(This post originally appeared on Inc.)
Netflix has just confirmed everyone’s worst fear about the cloud.
Make no mistake, Netflix is a cloud-based application. It delivers (and collects) data online for a monthly fee. At work, I get data about my customers, suppliers, employees, activities, and emails streamed to me. At home, I get the same information — except it’s about Kimmy Schmidt, Queen Elizabeth, and a bunch of teenagers in the ’80s exploring the Upside Down. Different data, same type of delivery. It’s all on the cloud.
This past week, Netflix did something that makes me — and many of my business clients who rely on their cloud-based accounting, customer relationship management, collaboration, and email systems — shudder. The company raised its prices. A lot. Thirteen to 18 percent, or about two bucks a month for the typical subscriber.
That’s a bad, bad sign.
Why? Because we’re all going to pay it. I certainly am. Like my company’s cloud-based systems, I’ve come to rely heavily on Netflix. What will happen to those women in prison? Will there be another visit to Hill House? Is Jane really a virgin? Who the hell is Jane? Will Jason Bateman finally accept that the new episodes of Arrested Development suck and instead just focus on Ozark because that show is awesome? Forget religion, pets, children, and sunsets. Netflix has become my reason for existence. Here, take the extra two bucks. Just gimme Kimmy.
The sad thing is that not only does Netflix know this but so does Microsoft, Amazon, and Google, the three largest providers of web-based services. So also do Salesforce.com, NetSuite, Square, Intuit, Dropbox, and hundreds of other cloud-based systems that have become mission critical to businesses like mine. The people who are running those companies are not only watching Mindhunter on Netflix (it’s about psycho-murderers, and hopefully you’ve picked up the irony) but they’re also licking their chops.
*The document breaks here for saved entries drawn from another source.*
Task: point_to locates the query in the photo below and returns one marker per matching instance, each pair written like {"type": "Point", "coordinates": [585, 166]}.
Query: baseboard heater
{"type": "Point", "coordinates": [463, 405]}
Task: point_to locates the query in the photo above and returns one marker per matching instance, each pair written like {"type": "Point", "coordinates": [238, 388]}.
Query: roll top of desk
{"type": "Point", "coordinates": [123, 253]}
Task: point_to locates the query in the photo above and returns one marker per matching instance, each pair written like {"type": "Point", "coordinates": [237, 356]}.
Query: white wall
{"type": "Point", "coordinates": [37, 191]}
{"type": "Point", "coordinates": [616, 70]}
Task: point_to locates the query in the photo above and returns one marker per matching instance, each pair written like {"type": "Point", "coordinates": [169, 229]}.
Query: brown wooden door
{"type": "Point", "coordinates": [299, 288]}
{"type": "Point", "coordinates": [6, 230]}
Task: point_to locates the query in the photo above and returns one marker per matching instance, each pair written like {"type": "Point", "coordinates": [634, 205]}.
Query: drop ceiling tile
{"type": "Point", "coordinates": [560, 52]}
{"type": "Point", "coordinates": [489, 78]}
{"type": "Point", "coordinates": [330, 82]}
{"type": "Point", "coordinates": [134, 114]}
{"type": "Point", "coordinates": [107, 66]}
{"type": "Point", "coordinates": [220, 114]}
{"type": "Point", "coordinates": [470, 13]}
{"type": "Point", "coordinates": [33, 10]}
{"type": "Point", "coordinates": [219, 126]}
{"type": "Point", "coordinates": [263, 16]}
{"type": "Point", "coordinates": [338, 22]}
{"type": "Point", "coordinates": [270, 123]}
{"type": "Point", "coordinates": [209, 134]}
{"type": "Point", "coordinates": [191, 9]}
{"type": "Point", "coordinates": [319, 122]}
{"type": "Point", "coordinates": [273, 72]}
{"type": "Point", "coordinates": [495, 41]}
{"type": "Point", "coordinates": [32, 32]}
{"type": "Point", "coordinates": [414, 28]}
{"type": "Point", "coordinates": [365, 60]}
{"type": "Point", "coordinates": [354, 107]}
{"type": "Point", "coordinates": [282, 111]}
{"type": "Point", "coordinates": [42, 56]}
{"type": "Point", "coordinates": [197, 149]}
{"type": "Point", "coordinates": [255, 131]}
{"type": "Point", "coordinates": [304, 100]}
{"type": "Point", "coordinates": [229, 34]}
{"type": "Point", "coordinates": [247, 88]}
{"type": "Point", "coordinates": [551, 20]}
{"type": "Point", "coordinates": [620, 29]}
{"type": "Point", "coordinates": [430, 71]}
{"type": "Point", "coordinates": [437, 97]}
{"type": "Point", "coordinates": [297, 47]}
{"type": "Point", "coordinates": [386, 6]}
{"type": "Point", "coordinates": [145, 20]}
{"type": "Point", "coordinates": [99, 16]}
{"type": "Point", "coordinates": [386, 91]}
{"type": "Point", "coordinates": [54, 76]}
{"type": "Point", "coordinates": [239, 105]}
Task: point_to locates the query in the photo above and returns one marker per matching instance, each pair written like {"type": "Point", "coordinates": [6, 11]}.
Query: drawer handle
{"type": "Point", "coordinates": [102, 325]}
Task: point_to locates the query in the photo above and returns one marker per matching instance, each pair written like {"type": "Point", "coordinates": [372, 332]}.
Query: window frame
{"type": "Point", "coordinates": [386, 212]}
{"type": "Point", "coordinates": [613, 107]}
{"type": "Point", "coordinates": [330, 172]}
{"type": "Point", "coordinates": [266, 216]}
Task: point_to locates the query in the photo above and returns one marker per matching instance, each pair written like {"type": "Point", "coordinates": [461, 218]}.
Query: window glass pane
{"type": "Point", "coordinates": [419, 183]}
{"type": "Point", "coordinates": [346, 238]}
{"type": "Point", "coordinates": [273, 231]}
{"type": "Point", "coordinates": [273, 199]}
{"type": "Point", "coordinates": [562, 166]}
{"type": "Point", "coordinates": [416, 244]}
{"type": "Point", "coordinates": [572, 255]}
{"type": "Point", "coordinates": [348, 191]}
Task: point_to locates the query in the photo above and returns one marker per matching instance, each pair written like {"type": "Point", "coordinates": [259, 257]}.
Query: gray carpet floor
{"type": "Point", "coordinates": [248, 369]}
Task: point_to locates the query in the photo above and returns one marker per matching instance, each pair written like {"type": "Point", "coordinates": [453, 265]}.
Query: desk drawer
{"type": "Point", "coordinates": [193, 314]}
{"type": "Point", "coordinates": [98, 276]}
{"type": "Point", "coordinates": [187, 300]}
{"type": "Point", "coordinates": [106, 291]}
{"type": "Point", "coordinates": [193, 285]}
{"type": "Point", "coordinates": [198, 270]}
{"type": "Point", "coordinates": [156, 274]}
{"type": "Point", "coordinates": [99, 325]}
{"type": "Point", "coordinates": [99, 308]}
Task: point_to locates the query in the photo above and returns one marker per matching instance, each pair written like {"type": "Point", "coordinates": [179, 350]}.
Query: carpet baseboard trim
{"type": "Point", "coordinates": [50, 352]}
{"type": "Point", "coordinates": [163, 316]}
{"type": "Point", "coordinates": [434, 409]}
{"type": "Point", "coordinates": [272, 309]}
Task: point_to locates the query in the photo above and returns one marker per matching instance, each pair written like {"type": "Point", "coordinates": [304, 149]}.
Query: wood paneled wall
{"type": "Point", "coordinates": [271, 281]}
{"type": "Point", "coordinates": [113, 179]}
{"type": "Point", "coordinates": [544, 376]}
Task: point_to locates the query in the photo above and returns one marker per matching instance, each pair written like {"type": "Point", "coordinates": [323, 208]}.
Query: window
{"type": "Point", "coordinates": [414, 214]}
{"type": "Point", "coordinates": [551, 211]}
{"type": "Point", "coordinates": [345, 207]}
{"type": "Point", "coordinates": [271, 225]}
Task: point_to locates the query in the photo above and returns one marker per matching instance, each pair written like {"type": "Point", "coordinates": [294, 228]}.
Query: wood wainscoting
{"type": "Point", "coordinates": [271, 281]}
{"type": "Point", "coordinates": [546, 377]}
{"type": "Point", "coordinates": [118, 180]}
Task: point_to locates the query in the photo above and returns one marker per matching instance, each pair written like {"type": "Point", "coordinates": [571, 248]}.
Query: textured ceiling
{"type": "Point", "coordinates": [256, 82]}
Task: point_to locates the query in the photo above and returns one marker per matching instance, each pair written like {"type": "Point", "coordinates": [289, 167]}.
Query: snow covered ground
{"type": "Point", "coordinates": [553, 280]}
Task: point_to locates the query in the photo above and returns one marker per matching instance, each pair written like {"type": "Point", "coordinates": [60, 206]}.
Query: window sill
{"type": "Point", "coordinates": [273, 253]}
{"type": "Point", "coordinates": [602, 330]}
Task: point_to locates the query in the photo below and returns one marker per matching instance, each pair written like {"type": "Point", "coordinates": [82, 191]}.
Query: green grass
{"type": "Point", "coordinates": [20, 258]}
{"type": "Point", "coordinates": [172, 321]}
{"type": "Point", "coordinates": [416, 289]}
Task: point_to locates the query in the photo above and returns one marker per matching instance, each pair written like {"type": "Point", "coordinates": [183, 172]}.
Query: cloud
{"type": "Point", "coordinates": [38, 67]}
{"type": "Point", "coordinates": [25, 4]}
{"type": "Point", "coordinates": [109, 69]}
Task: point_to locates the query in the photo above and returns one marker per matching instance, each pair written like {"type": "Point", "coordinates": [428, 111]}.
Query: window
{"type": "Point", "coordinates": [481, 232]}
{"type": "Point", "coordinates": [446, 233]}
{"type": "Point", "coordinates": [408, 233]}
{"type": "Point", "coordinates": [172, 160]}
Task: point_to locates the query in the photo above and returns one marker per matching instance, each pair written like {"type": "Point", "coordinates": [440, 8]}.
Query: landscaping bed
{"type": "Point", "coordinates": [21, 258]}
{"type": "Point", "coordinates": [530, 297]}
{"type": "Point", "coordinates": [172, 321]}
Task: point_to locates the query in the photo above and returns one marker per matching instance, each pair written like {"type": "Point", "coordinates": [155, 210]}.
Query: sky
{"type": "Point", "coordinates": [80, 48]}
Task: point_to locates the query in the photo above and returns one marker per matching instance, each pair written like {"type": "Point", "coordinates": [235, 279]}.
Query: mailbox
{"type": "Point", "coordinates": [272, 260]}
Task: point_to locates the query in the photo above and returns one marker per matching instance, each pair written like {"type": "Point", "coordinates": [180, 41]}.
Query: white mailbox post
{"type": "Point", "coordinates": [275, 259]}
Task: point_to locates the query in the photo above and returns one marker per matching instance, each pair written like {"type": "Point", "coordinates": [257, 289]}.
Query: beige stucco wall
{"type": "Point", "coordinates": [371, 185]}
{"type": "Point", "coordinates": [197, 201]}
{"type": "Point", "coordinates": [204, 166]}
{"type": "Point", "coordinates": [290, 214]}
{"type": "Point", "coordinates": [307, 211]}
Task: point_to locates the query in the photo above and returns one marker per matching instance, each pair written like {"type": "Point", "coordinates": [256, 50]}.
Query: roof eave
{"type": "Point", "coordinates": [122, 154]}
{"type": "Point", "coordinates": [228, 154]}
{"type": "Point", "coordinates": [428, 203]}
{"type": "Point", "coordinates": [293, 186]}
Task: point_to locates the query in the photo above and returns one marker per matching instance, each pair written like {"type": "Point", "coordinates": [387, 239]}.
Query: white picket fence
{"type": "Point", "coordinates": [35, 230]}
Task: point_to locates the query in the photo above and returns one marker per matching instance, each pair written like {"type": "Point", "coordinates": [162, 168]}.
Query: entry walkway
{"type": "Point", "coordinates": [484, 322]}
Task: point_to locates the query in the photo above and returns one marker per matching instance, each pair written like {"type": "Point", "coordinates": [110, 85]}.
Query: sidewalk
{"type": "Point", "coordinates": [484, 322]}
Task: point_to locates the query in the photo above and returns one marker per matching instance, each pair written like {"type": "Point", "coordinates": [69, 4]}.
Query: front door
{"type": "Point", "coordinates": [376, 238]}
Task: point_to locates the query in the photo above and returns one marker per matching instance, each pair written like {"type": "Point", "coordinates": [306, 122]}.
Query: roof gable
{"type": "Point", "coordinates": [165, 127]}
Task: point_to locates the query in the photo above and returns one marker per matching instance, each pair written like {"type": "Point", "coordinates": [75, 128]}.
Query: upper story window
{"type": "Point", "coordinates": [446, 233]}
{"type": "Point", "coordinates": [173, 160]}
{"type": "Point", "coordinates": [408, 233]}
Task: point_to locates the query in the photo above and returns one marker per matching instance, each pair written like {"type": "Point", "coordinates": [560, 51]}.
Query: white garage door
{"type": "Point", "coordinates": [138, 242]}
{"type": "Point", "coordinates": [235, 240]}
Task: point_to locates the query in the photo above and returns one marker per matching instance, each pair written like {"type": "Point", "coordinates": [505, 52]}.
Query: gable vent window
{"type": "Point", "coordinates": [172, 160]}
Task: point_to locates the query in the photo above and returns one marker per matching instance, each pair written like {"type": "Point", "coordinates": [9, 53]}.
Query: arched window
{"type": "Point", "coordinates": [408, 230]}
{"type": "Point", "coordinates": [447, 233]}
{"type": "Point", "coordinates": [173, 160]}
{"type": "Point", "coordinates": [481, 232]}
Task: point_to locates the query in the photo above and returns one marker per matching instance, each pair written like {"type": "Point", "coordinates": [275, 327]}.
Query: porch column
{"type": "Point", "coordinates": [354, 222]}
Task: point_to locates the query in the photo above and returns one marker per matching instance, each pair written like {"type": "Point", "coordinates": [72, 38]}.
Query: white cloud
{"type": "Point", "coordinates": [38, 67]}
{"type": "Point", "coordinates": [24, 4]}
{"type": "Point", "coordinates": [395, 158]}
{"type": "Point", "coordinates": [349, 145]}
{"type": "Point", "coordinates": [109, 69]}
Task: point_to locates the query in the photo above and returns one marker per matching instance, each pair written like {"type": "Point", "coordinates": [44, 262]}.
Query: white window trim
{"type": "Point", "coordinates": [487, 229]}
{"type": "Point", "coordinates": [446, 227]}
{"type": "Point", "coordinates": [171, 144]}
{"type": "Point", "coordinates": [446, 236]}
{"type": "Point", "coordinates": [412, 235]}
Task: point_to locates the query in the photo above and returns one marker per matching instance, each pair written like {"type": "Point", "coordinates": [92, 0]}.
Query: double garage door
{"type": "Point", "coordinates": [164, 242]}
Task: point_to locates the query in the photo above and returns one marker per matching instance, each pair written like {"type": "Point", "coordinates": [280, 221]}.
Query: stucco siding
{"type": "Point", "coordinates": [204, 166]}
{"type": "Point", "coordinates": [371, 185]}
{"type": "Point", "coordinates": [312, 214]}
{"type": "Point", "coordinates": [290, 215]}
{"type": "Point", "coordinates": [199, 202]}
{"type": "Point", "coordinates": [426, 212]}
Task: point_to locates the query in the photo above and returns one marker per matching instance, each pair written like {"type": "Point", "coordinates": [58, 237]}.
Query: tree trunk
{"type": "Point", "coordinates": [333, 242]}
Why? Because, trust me, the CEOs at each of those companies are saying to their minions: Hey, if Netflix can raise prices, so can we! Sure, we may take a little heat. But our bulging bank accounts will make up for that. And besides, what are people going to do? Leave us? Naaaaah. They’ll just pay.
And we will. Don’t believe me? Well, Google just followed Netflix and announced an increasein its business G Suite prices. Here we go …
That’s the worst thing about the cloud. It’s not about security or performance. It’s about the loss of control. Once our businesses move to a cloud-based system, then we’re addicted to it, just like Californians have become addicted to Jane the Virgin, which confirms many of the suspicions I’ve had about the people who live there.
As a business person, you will do what the rest of us Netflix users are doing when you face an inevitable increase of your monthly fees. You will continue to drink the Kool-Aid and pay your dues. With a cloud-based application, you’ve given up the control of your IT expenses to some creep in Silicon Valley who will adjust your monthly fees on the basis of his (yes HIS, because it’s Silicon Valley after all) mortgage, yacht payments, and alimony. It’s all about control, and Netflix raising its prices just proves that we — the cloud customers — have very little control over what our cloud vendors can charge us. We’re stuck.